Lorna Whishaw was so fearless, in fact, that she "engaged in a bit of intelligence" for the British government while living in South Africa during the Second World War.
"She told me very little about it," Iona Whishaw told CBC's North by Northwest host Margaret Gallagher. "You could have knocked me over with a feather when I learned about it."
Her mother's life "lightly" inspired Lane Winslow, a young ex-spy from London living in British Columbia's Kootenays and the heroine of Whishaw's award-winning mystery series.
Whishaw describes her mother as "extremely beautiful, very brilliant," and says she spoke several languages, including Russian.
"We had very close Russian friends who had come from Russia ... just after the war," Whishaw said.
She didn't know about her mother's intelligence activity until much later in life.
When she did, she says it set her on the path to creating Lane Winslow, who moves to small-town Canada looking for a quieter life after the Second World War.
Whishaw started writing the first Lane Winslow novel, A Killer in King's Cove, at age 64 after a long career as an educator and social worker.

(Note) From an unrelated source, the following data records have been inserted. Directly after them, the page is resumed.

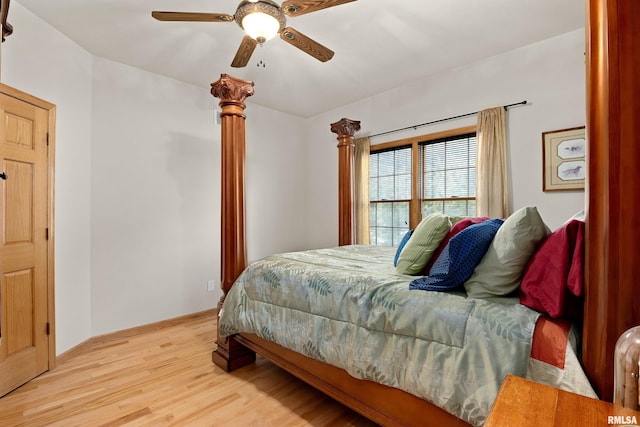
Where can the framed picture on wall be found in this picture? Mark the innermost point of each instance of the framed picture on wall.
(564, 163)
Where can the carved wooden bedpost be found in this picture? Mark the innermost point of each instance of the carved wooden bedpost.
(612, 233)
(345, 129)
(232, 92)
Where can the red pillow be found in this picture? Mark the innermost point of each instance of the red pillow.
(552, 281)
(457, 227)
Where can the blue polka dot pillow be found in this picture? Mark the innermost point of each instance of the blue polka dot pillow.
(459, 258)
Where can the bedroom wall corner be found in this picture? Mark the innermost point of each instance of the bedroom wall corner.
(39, 60)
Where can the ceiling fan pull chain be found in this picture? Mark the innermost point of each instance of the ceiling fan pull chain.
(261, 63)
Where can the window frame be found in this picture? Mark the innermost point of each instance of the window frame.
(415, 208)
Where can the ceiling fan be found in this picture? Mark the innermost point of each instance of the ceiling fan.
(262, 20)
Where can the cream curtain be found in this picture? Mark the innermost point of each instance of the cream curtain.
(361, 189)
(491, 167)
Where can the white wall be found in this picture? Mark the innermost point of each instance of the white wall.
(40, 61)
(550, 75)
(156, 195)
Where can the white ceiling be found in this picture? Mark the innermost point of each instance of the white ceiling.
(378, 44)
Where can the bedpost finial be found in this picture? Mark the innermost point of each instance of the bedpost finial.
(345, 127)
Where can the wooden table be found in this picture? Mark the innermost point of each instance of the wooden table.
(522, 403)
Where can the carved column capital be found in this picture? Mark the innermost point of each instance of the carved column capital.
(232, 90)
(345, 128)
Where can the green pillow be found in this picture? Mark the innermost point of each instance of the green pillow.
(501, 268)
(423, 242)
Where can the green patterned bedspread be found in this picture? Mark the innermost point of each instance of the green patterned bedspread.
(348, 307)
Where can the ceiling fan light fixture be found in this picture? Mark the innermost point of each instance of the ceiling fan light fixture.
(261, 19)
(260, 26)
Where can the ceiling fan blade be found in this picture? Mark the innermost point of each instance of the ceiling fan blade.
(244, 52)
(192, 16)
(300, 7)
(306, 44)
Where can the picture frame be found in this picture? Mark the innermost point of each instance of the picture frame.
(564, 159)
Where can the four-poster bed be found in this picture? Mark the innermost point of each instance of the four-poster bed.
(610, 303)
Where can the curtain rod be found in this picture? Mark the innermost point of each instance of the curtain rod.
(443, 120)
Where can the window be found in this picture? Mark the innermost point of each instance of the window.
(411, 179)
(448, 176)
(389, 195)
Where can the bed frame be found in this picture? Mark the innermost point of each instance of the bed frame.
(612, 233)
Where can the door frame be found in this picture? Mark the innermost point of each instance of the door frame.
(51, 108)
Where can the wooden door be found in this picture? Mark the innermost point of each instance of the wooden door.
(25, 216)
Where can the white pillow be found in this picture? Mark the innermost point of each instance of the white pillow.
(503, 264)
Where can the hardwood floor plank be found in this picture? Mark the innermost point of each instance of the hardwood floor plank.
(162, 375)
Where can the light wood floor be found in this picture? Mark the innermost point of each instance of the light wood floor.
(161, 375)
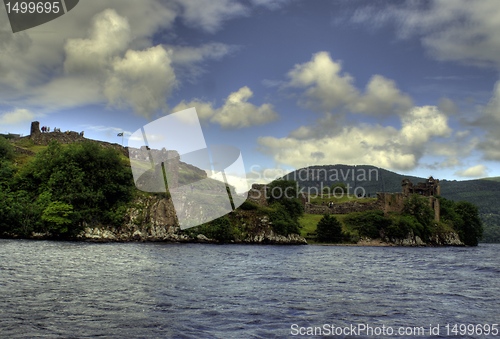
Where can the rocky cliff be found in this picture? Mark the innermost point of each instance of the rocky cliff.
(153, 219)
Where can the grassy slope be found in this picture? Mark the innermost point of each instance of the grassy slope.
(483, 193)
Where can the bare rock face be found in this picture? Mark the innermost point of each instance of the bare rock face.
(35, 128)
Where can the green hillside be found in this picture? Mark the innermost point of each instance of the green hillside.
(483, 193)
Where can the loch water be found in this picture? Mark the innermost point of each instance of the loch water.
(154, 290)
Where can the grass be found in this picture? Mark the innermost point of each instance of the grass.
(346, 198)
(310, 221)
(492, 179)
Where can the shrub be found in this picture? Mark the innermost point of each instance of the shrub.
(367, 224)
(329, 229)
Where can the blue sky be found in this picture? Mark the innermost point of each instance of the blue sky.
(409, 86)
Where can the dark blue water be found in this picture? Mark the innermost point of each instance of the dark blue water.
(139, 290)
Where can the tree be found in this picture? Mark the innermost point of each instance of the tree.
(329, 229)
(418, 207)
(57, 215)
(464, 218)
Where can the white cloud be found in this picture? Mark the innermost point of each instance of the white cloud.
(489, 121)
(271, 4)
(17, 116)
(80, 56)
(478, 171)
(209, 15)
(236, 112)
(327, 89)
(381, 97)
(455, 30)
(189, 54)
(422, 123)
(108, 37)
(373, 144)
(142, 80)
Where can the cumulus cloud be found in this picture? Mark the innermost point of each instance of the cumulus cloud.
(93, 51)
(489, 121)
(478, 171)
(191, 54)
(236, 112)
(381, 97)
(450, 30)
(327, 89)
(384, 146)
(209, 15)
(109, 36)
(141, 80)
(17, 116)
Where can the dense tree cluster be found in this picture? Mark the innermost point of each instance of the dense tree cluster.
(283, 198)
(417, 218)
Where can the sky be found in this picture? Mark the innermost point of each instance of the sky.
(410, 86)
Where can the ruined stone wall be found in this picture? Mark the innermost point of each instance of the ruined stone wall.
(391, 202)
(343, 208)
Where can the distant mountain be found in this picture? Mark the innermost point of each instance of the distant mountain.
(484, 193)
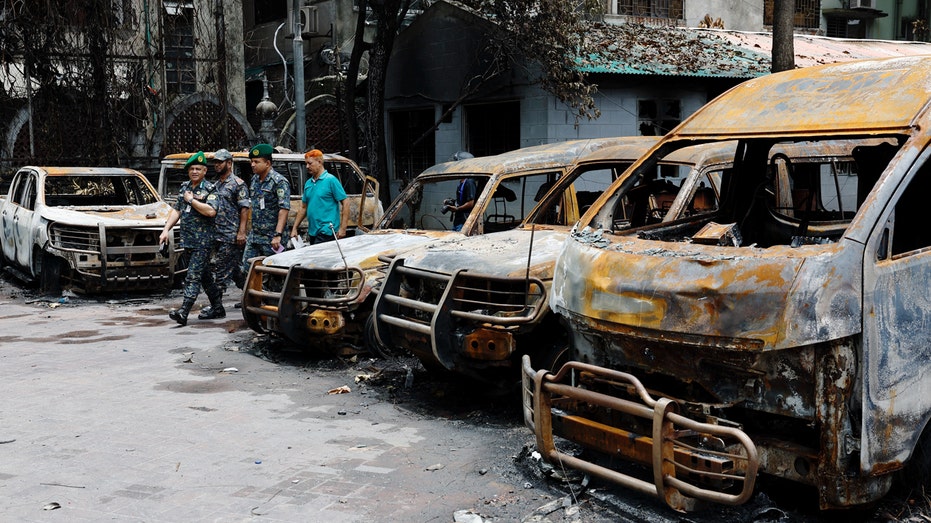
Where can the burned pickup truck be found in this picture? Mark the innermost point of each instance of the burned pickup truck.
(89, 228)
(785, 333)
(320, 296)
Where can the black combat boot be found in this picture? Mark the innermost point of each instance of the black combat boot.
(239, 278)
(215, 311)
(180, 315)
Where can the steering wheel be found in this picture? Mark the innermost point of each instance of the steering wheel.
(442, 224)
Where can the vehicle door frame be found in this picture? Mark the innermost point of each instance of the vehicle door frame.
(24, 218)
(895, 354)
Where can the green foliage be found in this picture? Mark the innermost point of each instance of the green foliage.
(545, 36)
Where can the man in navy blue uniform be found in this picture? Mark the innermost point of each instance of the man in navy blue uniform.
(195, 208)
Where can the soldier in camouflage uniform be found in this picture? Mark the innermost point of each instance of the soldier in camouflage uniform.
(232, 217)
(270, 197)
(195, 208)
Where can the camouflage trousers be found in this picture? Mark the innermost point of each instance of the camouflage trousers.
(226, 263)
(199, 274)
(258, 247)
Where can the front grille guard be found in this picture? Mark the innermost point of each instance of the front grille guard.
(505, 301)
(323, 287)
(678, 466)
(86, 240)
(259, 305)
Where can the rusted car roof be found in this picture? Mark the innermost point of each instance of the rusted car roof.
(558, 154)
(847, 98)
(70, 171)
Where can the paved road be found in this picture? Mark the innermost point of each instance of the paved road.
(112, 412)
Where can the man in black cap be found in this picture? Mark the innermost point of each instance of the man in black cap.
(231, 220)
(270, 200)
(195, 208)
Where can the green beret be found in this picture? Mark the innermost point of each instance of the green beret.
(261, 150)
(199, 158)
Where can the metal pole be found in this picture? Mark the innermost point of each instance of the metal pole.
(300, 119)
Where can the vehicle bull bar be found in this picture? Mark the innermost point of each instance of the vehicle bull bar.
(678, 466)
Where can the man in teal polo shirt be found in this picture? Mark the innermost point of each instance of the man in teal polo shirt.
(323, 203)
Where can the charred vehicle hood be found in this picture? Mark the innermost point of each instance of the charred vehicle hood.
(499, 254)
(775, 298)
(360, 251)
(150, 215)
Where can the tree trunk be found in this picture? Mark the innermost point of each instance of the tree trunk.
(783, 35)
(389, 14)
(348, 89)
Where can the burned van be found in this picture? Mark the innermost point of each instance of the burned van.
(320, 297)
(473, 306)
(786, 332)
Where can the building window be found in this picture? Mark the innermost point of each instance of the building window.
(492, 128)
(270, 10)
(179, 48)
(845, 27)
(807, 13)
(408, 127)
(658, 117)
(647, 8)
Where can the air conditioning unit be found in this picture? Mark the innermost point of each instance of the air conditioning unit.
(310, 23)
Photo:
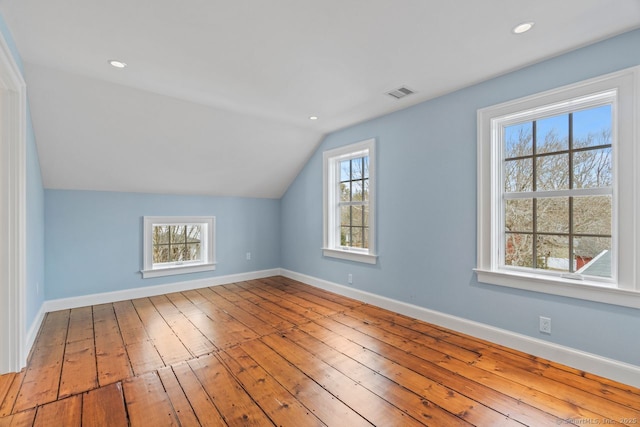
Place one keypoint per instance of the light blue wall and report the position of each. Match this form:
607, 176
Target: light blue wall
426, 217
94, 239
35, 208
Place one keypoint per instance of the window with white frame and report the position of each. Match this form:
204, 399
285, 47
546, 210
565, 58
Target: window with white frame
349, 208
177, 245
557, 204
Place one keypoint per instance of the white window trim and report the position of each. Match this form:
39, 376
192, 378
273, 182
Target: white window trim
625, 290
331, 159
209, 263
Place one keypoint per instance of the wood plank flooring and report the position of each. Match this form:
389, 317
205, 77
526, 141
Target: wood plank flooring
278, 352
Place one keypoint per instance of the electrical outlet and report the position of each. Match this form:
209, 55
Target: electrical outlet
545, 325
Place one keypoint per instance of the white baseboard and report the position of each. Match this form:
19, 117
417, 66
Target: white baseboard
32, 333
578, 359
149, 291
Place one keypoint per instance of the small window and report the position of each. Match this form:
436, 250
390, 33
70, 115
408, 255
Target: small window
557, 205
349, 182
177, 245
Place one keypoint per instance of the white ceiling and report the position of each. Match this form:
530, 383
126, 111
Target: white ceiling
217, 94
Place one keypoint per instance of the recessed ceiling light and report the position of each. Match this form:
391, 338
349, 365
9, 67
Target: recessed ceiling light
117, 64
522, 28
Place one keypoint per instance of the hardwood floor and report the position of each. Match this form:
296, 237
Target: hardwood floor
278, 352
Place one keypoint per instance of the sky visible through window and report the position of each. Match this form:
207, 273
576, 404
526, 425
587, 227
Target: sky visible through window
562, 231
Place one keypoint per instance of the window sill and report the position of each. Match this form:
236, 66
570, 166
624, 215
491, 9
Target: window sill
183, 269
591, 291
350, 255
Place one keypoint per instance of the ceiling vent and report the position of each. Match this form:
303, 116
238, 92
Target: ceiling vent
401, 92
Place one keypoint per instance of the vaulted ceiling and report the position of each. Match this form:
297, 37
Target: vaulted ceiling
217, 95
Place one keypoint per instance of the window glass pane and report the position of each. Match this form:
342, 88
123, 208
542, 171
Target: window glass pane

It was published in 2016.
Earlier this year she released the 11th novel in the series, Lightning Strikes The Silence.
B.C. connection
Whishaw's small hometown in the Kootenays also inspired parts of the series.
"When I was a little girl, I lived up the road from Nelson, just past Balfour about 35 miles or so," she said. "Lane lives in my home. When I started to write those books, I felt myself living there again in the kind of innocence of my childhood."
Some characters in the books are inspired by her neighbours from that time, Whishaw said.
"It was such a beautiful little community that I lived in. And I was very happy to pillage much of that community for the stories in my books."
Historical accuracy
The series takes place at a time when people were recovering from the collective trauma of the Second World War.
Whishaw says she had to do a lot of painstaking research to ensure the dialogue and settings were historically accurate — and much of those details don't actually make it onto the page.
"You have to balance the idea of learning a ton of stuff and then making sure you don't put it in the book because people's eyes will float to the back of their heads immediately," she said.
"What I want to try to do is understand the period within the context of the history going on and how that would affect the individuals who are just living there."
Language, she said, can be a tricky thing to get right because she has to stay away from modern idioms.
"Language expands at such a horrendous rate. Something like 'he's got his own agenda' is an incredibly modern thing to say and would never have been said in the 1940s," she said.